Fair enough. Requiring valid XML is an obviously sane choice, but unfortunately sometimes we have to deal with real world data, and unfortunately reaching out to feedburner is seemingly impossible.
I glanced at the plugin support, and put something together that fits my needs.
It might requires more tuning but so far it didn’t break any other feeds I’m subscribed to, so I’m good.
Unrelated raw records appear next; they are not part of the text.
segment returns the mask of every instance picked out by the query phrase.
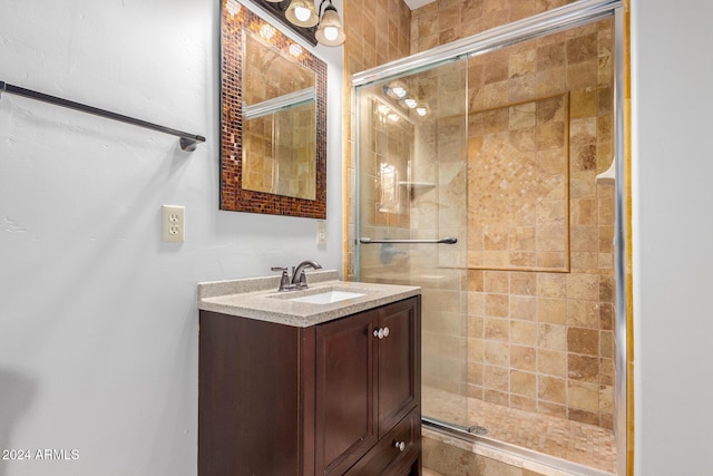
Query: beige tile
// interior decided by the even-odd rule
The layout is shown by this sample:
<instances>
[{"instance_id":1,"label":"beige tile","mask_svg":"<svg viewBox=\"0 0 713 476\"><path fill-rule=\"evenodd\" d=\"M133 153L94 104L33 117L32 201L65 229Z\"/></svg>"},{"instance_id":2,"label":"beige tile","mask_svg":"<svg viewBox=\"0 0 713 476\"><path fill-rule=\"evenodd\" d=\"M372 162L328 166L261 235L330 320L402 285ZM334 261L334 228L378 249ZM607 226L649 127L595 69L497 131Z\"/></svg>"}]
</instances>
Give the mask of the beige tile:
<instances>
[{"instance_id":1,"label":"beige tile","mask_svg":"<svg viewBox=\"0 0 713 476\"><path fill-rule=\"evenodd\" d=\"M537 371L551 377L567 377L567 353L557 350L537 350Z\"/></svg>"},{"instance_id":2,"label":"beige tile","mask_svg":"<svg viewBox=\"0 0 713 476\"><path fill-rule=\"evenodd\" d=\"M599 331L596 329L567 329L567 351L587 356L599 354Z\"/></svg>"},{"instance_id":3,"label":"beige tile","mask_svg":"<svg viewBox=\"0 0 713 476\"><path fill-rule=\"evenodd\" d=\"M537 352L534 347L510 346L510 367L518 370L535 371Z\"/></svg>"},{"instance_id":4,"label":"beige tile","mask_svg":"<svg viewBox=\"0 0 713 476\"><path fill-rule=\"evenodd\" d=\"M564 299L537 299L537 320L553 324L567 322L567 301Z\"/></svg>"},{"instance_id":5,"label":"beige tile","mask_svg":"<svg viewBox=\"0 0 713 476\"><path fill-rule=\"evenodd\" d=\"M510 321L510 342L522 346L537 346L537 323L530 321Z\"/></svg>"}]
</instances>

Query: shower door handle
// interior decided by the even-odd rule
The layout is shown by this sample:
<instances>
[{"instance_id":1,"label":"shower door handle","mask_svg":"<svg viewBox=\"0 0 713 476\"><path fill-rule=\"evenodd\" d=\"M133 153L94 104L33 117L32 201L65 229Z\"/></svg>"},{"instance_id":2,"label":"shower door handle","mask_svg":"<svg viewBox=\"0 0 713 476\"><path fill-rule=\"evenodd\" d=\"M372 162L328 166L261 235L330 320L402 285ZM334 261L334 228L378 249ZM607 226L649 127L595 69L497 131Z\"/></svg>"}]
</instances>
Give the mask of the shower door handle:
<instances>
[{"instance_id":1,"label":"shower door handle","mask_svg":"<svg viewBox=\"0 0 713 476\"><path fill-rule=\"evenodd\" d=\"M458 243L458 239L455 236L447 236L440 240L374 240L370 237L360 237L359 242L361 244L372 244L372 243L407 243L407 244L420 244L420 243L433 243L433 244L456 244Z\"/></svg>"}]
</instances>

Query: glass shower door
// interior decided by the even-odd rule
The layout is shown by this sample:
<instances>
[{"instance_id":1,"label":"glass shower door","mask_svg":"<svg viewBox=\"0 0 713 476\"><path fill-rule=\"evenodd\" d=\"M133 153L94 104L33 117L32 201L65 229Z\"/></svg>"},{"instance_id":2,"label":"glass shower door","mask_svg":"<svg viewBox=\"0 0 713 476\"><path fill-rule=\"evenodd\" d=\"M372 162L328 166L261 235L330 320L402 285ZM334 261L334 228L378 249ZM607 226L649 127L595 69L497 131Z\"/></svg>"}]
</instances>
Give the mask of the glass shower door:
<instances>
[{"instance_id":1,"label":"glass shower door","mask_svg":"<svg viewBox=\"0 0 713 476\"><path fill-rule=\"evenodd\" d=\"M468 426L467 61L356 89L356 280L422 288L422 415Z\"/></svg>"}]
</instances>

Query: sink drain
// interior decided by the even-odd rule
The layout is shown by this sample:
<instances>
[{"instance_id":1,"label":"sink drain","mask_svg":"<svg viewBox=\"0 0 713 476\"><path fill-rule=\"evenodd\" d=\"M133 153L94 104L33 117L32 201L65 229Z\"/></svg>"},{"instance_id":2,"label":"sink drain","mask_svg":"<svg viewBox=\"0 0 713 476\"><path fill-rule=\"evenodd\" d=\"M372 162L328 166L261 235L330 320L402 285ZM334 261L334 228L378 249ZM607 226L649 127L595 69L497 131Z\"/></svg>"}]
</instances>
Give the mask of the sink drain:
<instances>
[{"instance_id":1,"label":"sink drain","mask_svg":"<svg viewBox=\"0 0 713 476\"><path fill-rule=\"evenodd\" d=\"M487 435L488 434L488 428L481 427L479 425L473 425L471 427L468 427L468 433L471 433L473 435L482 436L482 435Z\"/></svg>"}]
</instances>

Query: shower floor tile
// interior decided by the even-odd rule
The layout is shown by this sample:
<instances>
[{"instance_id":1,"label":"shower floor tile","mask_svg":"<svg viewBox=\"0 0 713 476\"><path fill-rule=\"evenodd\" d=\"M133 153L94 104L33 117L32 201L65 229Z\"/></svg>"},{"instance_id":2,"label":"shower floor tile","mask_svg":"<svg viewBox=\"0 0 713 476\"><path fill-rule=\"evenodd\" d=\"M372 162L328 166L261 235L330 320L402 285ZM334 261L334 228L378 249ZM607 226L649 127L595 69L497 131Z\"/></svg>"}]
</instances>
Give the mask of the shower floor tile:
<instances>
[{"instance_id":1,"label":"shower floor tile","mask_svg":"<svg viewBox=\"0 0 713 476\"><path fill-rule=\"evenodd\" d=\"M465 398L424 387L423 415L459 421ZM465 426L488 429L487 438L567 459L607 473L616 473L614 431L594 425L507 408L475 398L467 399L468 421ZM438 414L429 409L439 409ZM442 412L440 410L448 409ZM448 415L450 412L451 415Z\"/></svg>"}]
</instances>

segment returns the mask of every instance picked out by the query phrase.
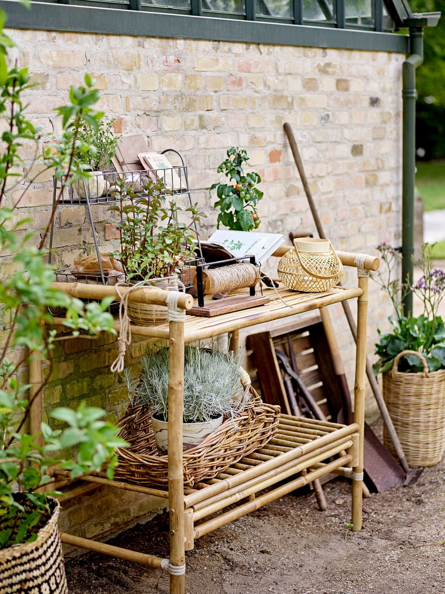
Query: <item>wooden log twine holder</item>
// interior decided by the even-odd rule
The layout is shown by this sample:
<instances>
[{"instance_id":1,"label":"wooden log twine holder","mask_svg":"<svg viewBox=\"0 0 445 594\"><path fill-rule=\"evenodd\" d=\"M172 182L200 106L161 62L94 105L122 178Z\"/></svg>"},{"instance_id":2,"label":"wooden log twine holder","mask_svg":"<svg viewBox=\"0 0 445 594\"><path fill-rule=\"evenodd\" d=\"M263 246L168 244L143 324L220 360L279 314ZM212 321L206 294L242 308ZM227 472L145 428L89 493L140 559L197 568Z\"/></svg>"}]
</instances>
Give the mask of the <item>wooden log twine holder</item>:
<instances>
[{"instance_id":1,"label":"wooden log twine holder","mask_svg":"<svg viewBox=\"0 0 445 594\"><path fill-rule=\"evenodd\" d=\"M254 286L259 280L259 268L245 263L230 266L202 270L202 285L205 295L228 293L237 289ZM193 277L193 286L198 290L198 279Z\"/></svg>"}]
</instances>

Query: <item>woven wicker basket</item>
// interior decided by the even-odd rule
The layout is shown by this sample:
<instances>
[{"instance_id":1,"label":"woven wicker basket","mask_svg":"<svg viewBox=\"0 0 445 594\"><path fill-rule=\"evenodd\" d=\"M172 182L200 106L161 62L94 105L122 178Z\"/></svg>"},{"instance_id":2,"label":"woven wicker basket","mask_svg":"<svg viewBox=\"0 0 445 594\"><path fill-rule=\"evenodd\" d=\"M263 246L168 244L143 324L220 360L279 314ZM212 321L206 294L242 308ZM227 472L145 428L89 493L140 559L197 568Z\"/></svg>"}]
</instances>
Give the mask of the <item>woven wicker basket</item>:
<instances>
[{"instance_id":1,"label":"woven wicker basket","mask_svg":"<svg viewBox=\"0 0 445 594\"><path fill-rule=\"evenodd\" d=\"M424 371L398 371L404 355L418 356ZM383 374L383 398L409 466L432 466L440 462L445 449L445 369L428 372L423 355L404 350L394 359L392 369ZM384 425L383 443L397 457Z\"/></svg>"},{"instance_id":2,"label":"woven wicker basket","mask_svg":"<svg viewBox=\"0 0 445 594\"><path fill-rule=\"evenodd\" d=\"M137 281L130 281L129 285L136 285ZM177 291L179 286L174 279L150 279L144 286L155 287L166 291ZM165 324L168 321L167 307L165 305L152 305L146 303L128 302L127 311L132 322L139 326L151 326Z\"/></svg>"},{"instance_id":3,"label":"woven wicker basket","mask_svg":"<svg viewBox=\"0 0 445 594\"><path fill-rule=\"evenodd\" d=\"M278 277L285 286L304 293L320 293L339 282L343 265L329 239L294 239L294 246L278 263Z\"/></svg>"},{"instance_id":4,"label":"woven wicker basket","mask_svg":"<svg viewBox=\"0 0 445 594\"><path fill-rule=\"evenodd\" d=\"M244 394L250 394L250 400L234 417L236 426L229 418L198 446L183 453L185 486L213 478L276 432L279 406L262 402L250 383ZM119 463L115 476L138 485L166 486L168 458L158 454L151 417L151 410L146 406L129 406L117 424L119 437L130 446L117 448Z\"/></svg>"},{"instance_id":5,"label":"woven wicker basket","mask_svg":"<svg viewBox=\"0 0 445 594\"><path fill-rule=\"evenodd\" d=\"M33 511L34 505L22 494L14 497L27 513ZM36 526L37 540L0 550L0 594L68 594L57 526L60 505L52 497L48 500L51 516ZM0 521L0 530L5 527Z\"/></svg>"}]
</instances>

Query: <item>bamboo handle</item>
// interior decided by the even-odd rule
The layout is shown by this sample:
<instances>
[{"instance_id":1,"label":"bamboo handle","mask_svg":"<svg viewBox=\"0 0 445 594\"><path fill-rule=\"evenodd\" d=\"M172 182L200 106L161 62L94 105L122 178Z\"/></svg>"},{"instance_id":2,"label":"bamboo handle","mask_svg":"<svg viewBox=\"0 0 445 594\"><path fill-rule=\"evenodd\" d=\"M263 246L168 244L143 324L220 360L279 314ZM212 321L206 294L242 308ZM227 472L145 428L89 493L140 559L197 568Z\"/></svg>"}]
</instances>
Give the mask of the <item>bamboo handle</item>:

In case anyone cares to handle it, I’ll leave the code here:
<?php
class XML_Extraend extends Plugin {
function about() {
return array(null, "Strip extra stuff at end of feed", "CleyFaye", false);
}
function init($host) {
$host->add_hook($host::HOOK_FEED_FETCHED, $this);
}
function hook_feed_fetched($feed_data, $fetch_url, $owner_uid, $feed) {
$filtered = $this->filter_feed_xml($feed_data);
return $filtered;
}
private function filter_feed_xml($feed_data) {
$final_tag = "</feed>";
$lastIndex = strrpos($feed_data, $final_tag);
if ($lastIndex === false) return $feed_data;
return substr($feed_data, 0, $lastIndex + strlen($final_tag));
}
function api_version() {
return 2;
}
}
?>
(if anyone wants to take this and make it a proper plugin, feel free)
I have a couple of feedburner feeds and don’t see this issue with them. The script is for loading Cloudflare’s email protection script and nerfnow.com looks to be behind Cloudflare according to a dns lookup. Given feedburner is a google product it’s most likely an issue on nerfnow’s/Cloudflare’s end and not feedburner’s.
Opening the broken feedburner xml source you can see the rss location directly from the nerfnow website Nerf NOW!! appears to be fine so it may just be a cached version is broken.
Interesting. Thanks for looking it up. When I curl the source, I still get the script tag at the end, so it might be more complex than that.
Not being a general issue with feedburner is interesting. I’ll try to ask the site owner if he can do something; but anyway it’s clearly not something to handle in ttrss.